Et tout en s'emparant du bras de Maurice, le docteur rassura Mine de Barthèle du regard. Clotilde s'élança en avant pour faire préparer sous le massif d'acacias et d'érables où l'on devait prendre le café un grand fauteuil pour le malade. Mme de Neuilly s'accrocha à Fernande, en l'accablant toujours de ses protestations d'amitié mêlées de questions. Les trois hommes suivirent lentement le groupe principal, c'est-à-dire Maurice, sa mère et le docteur.

M. de Montgiroux, contrarié du retard que cet évènement apportait à son explication avec Fernande, avait bien fait quelques objections à cette promenade; mais où a-t-on jamais vu le médecin revenir sur ses ordonnances? ce serait avouer qu'il peut se tromper. Or, c'est surtout en médecine que l'infaillibilité est reconnue, par les médecins bien entendu.
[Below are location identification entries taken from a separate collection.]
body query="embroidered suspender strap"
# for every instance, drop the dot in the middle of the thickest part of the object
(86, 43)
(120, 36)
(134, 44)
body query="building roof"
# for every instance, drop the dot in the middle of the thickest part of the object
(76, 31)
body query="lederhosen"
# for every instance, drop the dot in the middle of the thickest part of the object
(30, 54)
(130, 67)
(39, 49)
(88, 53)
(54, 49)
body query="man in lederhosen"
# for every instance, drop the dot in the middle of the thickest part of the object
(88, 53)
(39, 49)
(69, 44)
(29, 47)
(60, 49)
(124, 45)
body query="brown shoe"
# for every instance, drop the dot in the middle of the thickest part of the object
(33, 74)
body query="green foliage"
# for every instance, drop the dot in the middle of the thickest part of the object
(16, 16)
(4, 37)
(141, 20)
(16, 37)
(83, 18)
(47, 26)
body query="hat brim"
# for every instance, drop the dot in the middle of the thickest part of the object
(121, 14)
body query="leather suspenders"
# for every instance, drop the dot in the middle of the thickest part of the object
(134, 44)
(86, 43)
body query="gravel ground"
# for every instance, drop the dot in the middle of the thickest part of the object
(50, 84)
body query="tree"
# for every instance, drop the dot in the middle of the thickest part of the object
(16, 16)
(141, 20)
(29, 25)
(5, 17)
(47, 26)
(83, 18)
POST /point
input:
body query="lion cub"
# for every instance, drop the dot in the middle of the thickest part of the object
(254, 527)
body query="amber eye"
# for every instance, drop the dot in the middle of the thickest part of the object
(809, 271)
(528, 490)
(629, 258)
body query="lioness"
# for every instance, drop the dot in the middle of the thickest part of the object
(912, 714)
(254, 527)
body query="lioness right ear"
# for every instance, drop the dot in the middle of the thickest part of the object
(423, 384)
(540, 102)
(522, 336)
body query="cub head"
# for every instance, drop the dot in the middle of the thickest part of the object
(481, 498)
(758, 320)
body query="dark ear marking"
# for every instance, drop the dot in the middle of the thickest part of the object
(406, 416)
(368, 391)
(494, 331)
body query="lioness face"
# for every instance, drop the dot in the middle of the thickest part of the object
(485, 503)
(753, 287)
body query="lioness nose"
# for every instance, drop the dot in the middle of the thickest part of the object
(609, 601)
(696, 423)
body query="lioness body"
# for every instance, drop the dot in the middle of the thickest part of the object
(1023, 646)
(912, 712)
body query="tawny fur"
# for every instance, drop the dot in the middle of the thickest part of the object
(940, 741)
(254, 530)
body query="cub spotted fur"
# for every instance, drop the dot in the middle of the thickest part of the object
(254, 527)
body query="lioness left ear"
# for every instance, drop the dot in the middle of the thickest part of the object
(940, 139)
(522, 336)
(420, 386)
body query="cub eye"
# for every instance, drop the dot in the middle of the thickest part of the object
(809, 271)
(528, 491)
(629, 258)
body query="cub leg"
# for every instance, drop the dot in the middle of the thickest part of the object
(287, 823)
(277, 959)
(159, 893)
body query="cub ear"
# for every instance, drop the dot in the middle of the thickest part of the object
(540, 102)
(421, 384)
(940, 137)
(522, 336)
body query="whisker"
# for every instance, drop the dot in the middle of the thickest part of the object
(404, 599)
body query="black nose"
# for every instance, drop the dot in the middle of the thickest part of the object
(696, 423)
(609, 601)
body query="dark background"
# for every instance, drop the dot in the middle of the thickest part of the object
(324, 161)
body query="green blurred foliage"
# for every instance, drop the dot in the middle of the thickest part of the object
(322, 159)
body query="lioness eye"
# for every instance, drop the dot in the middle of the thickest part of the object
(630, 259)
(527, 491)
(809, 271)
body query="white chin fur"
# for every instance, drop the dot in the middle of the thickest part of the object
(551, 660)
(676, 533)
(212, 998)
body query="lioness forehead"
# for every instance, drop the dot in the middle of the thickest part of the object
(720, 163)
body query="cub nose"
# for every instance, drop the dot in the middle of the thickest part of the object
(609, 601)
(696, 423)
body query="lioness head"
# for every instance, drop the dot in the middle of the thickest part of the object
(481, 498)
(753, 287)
Le docteur avait donc tenu bon.

Mme de Neuilly n'avait pas encore cru devoir importuner de ses questions le malade à qui elle avait à peine eu le temps d'adresser la parole; mais elle préparait dans le fond de sa pensée un interrogatoire si épineux que Maurice, quelle que fût la subtilité de son esprit, ne pouvait manquer d'y laisser accroché quelque lambeau de vérité. Avec ces lambeaux, Mme de Neuilly se faisait fort de reconstruire toute l'histoire, comme Cuvier, avec un fragment de mammouth ou de mastodonte, reconstruisait non-seulement l'animal mort, mais toute une race disparue. Elle avait d'ailleurs, en attendant et pour lui faire prendre patience, à se réjouir in petto du changement que les souffrances avaient amené dans la personne de son jeune parent, et, prenant un air hypocrite, elle trouva moyen d'épancher, avec son ancienne amie, la satisfaction secrète que l'envie lui faisait éprouver.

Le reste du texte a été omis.